Sedari tadi, Effie masih berkutik dengan ponsel pintarnya. Jemarinya lincah menekan layar sentuh kapasitif pada ponsel itu. Sesekali, mata cokelatnya menatap ke atas langit-langit sembari mulutnya komat-kamit. Effie harus mengingat kembali apa saja materi yang diberikan gurunya, mencatat, lalu mengirim catatannya itu ke situs web Akademi Mahfuz Tajribah.

Akademi Mahfuz Tajribah adalah sekolah khusus yang ditempuh oleh para calon peneliti. Para akademianya berasal dari seluruh penjuru negeri. Pendidiknya merupakan para akademisi yang telah melahirkan banyak penemuan terkemuka. Gedungnya bak istana kerajaan dengan halaman yang luas seukuran bandara. Tak heran jika Akademi Mahfuz Tajribah dijuluki sebagai akademi bonafide dan hanya dapat dimasuki oleh orang-orang elite.

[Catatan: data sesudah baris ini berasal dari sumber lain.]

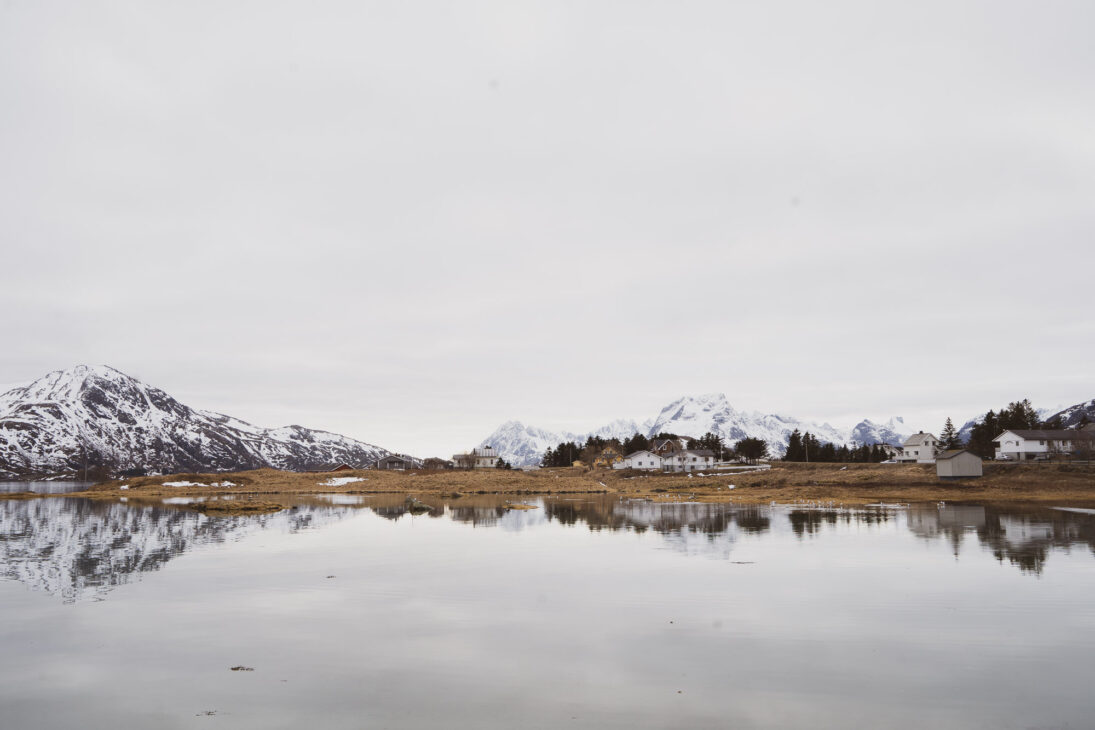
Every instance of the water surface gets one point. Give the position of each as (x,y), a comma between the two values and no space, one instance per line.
(44,487)
(580,613)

Setiap enam bulan sekali, akademi ini mengirimkan putra-putrinya ke daerah terpencil sebagai tugas penelitian yang harus dipenuhi untuk penilaian akhir semester. Di daerah terpencil itu, para akademia mengaplikasikan penelitian yang telah dirancangnya dan divalidasi oleh para ahli. Setelah penelitian berakhir, para akademia lalu menganalisis hasilnya dan kembali ke Akademi Mahfuz Tajribah untuk mempresentasikan temuannya.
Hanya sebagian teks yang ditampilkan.